The last step is for agencies to establish a governance framework covering stewardship, security, quality, and metadata. This need not immediately be an exhaustive list of rules, controls, and aspirations for data maturation. Still, it is crucial to define how data sets in different environments will be stewarded by business owners, how their quality will be increased, and how they will be made accessible and usable by other agencies.

Many security governance issues may already be met by keeping data in a compliant environment or accredited container, but agencies still need to pinpoint any rules that remain unaddressed. Finally, they should determine required controls based on standard frameworks—for example, the National Institute of Standards and Technology—and best practices from leading security organizations. One large governmental agency was struggling with the security and sharing requirements for its more than 150 data sources and specialized applications. It did not have agency-level security procedures tailored for such a complex, role-based environment where dozens of combinations of roles and restrictions could exist. To resolve this issue, leaders developed a comprehensive enterprise data strategy with use case–level security requirements, dramatically simplifying the target architecture and application stack. The agency is currently executing a multiyear implementation road map.
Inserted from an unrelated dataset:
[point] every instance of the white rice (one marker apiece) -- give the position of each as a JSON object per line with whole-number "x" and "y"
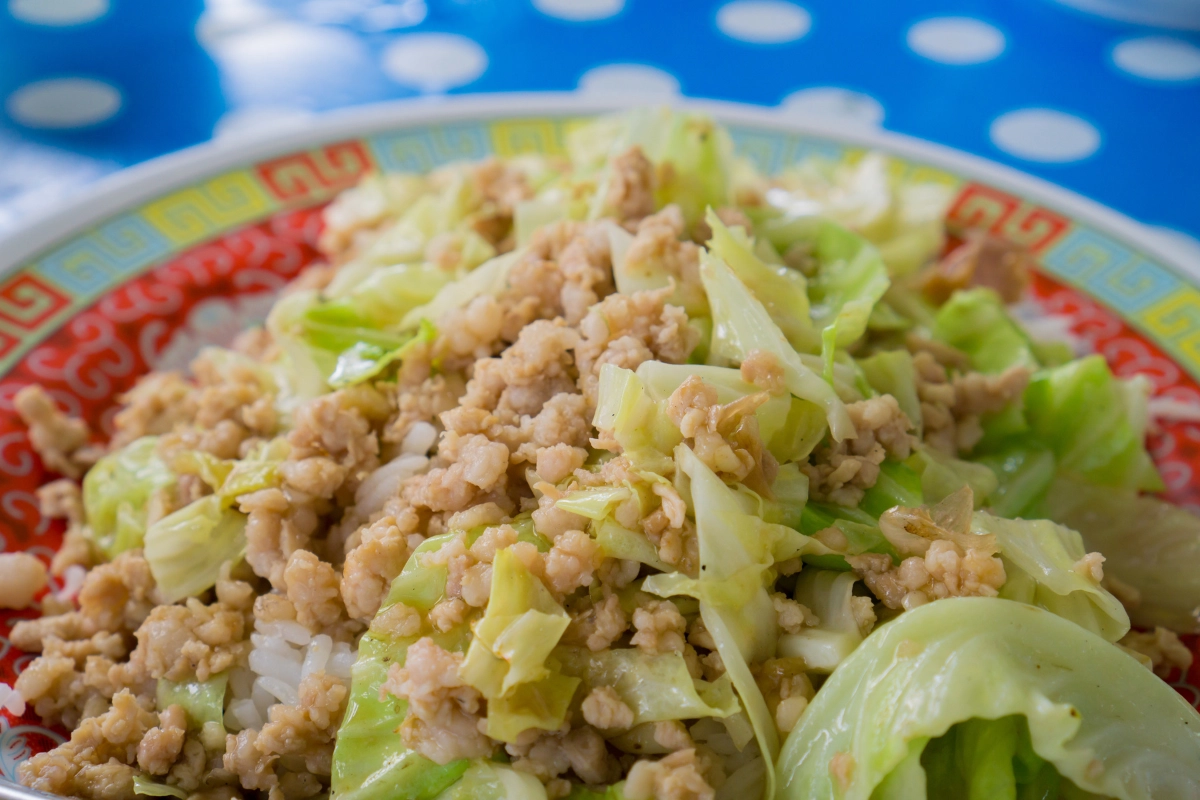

These important governance and security responsibilities must be paired with a strong bias toward impact. Most public-sector agencies have found that legacy waterfall-development life cycles and certification and accreditation processes are incompatible with AI projects. Agile approaches to development—from scrum-based methods of leading development efforts to fully mature DevSecOps approaches to continuous delivery—are central to ensuring that process and culture are also AI ready. While this change is often slow, decelerated by risk-averse cultures and long-established policies, it is a critical element in AI success stories.

By adopting a mission-based data strategy, governments can avoid many common roadblocks and immediately focus their technical talent, knowledge, and limited budgets on the subset of data needed for prioritized use cases. This strategy avoids creating data and tool capabilities without a plan. The iterative process—translating mission priorities into requirements and data engineering tasks, generating AI-ready data, and translating data into insights—keeps investments focused and maximizes their impact.